I continue worried with what I posted last week: the fragility of human minds. The more I learn about social endocrynology, glands, neurotransmitters and cognitive neuroscience, the more I notice that the alleged "robustness" of cognition, usually attributed to a combination of plasticity and redundancy, is only robust to the sorts of challenges and problems an animal brain may encounter, problems like firmly memorizing the name of your significant other, hunting in different environments, getting old, and internal bleeding.
But if we had emulations, the sorts of shifts, tweaks and twists that can be done are numerously more than that, and they could well act on subsets of the mind which have no robustness at all, to Minsky's dismay. The fear here is that evolution selected for some kinds of robustness, and completely did not worry about others, and we will soon be able to modify minds in that way, inadvertently so.

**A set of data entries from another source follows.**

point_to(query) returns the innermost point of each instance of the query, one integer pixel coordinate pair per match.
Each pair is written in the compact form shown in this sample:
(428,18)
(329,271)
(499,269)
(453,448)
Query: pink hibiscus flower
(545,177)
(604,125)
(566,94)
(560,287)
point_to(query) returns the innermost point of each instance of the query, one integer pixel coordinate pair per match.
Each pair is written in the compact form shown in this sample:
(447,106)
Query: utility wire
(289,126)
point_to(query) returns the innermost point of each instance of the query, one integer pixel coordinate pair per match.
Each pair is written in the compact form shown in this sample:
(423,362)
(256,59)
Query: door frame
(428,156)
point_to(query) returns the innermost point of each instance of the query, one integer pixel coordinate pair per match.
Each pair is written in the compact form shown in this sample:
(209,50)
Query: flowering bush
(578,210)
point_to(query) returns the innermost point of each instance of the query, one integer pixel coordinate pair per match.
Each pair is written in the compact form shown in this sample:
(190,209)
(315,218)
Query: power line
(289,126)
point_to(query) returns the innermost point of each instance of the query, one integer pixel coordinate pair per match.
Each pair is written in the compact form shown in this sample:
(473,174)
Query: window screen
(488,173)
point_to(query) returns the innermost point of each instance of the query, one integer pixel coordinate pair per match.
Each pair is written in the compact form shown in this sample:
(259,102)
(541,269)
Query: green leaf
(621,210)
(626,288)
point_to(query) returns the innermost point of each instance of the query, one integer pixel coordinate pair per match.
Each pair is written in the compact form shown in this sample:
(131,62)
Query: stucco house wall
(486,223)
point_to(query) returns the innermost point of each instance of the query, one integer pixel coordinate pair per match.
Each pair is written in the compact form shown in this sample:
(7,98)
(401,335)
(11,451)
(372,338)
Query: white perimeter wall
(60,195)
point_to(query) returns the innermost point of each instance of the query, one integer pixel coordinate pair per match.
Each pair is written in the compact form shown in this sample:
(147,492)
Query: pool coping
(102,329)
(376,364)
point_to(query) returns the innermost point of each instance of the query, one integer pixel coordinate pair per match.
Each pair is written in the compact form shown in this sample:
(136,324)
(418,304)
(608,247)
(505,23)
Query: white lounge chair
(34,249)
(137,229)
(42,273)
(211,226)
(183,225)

For the second time while going through these posts: the more I think about Superintelligence and delve into it's literature, the more skeptical I'm becoming that we will make it through. Everything seems so brittle.
To check I understand: you are saying lack of robustness will make it easy to modify minds a lot?
I'm saying that the kind of robustness which minds/brains are famous for is not sufficient once you have a digital version of the brain, where the things you will change are of a different nature.
So current squishy minds and brains are robust, but they would not be robust once virtually implemented.
Responding to Paul's related skepticism in my other post:
But that seems to make it easier to specify a person precisely, not harder. The differences in observations allow someone to quickly rule out alternative models by observations of people. Indeed, the way in which a human brain is physically represented makes little difference to the kind of predictions someone would make.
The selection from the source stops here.